Wednesday, December 3, 2008

The Onion

A story I wrote in YWC:

There was once a tiny little onion bud. Luckily, for this onion bud, it had a really good farmer. Everyday the farmer would come and feed it water and fertilizer.

In the ground, the onion and its friends grew with the tender care of the farmer. They learnt the hardship and goodship of friendship. They matured with time and put on layers. Together, they grew.

Then, one day, they were plucked from the ground. They were shocked, but they trusted their farmer. They were carried into the big place where the farmer lived and put on a wooden board.

The farmer peeled them, then started to dice them. "Help! Ouch! Ow!" they screamed in their oniony voices. They didn't understand this, the farmer they trusted was hurting them! The farmer heard some pleading voices, shrugged and brought the knife down again.

6 comments:

Daniel said...

Hi, I believe you are pointing the name "Daniel Tan" to the wrong blog. My blog.

And I remarked to Elliot that the ending smells of meaninglessness. Like a shrug when someone asks you about "purpose".

Maybe it was because you wrote it in like, 5 minutes? :P

*Shrugs*

sweebin said...

I don't agree, Daniel.

The ending is awesome - a chop of the knife that might leave readers blinking their eyes after they had been so caressed into that safe-haven, happy-onions growing world.

I know -- because I blinked and, like you, I went: Huh?

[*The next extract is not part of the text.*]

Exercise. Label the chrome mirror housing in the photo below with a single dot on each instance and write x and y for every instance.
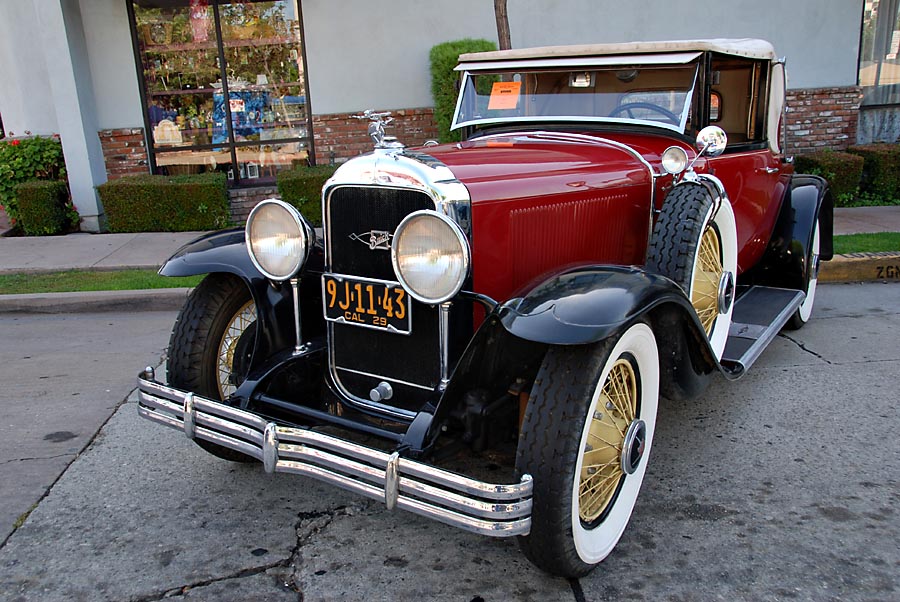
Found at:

Why end like that one?

And, so I looked again. What is the point here?

Now, I say it's a master cut. A cut that provoked me to think. Ah, so many layers to this story. So many layers. Makes me think of all you little children growing in Malaysia. We really have to change our farmer(s)!

From a doting mommy. HIS.

Jian Eu said...

To Misa: Thank you.

To Daniel: How would you end it for more meaning?

Jian Eu said...
This comment has been removed by the author.
Daniel said...

As a writer of ostensibly meaningless stories myself, I never said such endings are a bad thing. =)

I remember the story I presented at the last writer's camp which was utterly meaningless. Somehow your story reminded me of it. But that's just me.

Jian Eu said...

Yes. I talked with Ethan and I get what you mean.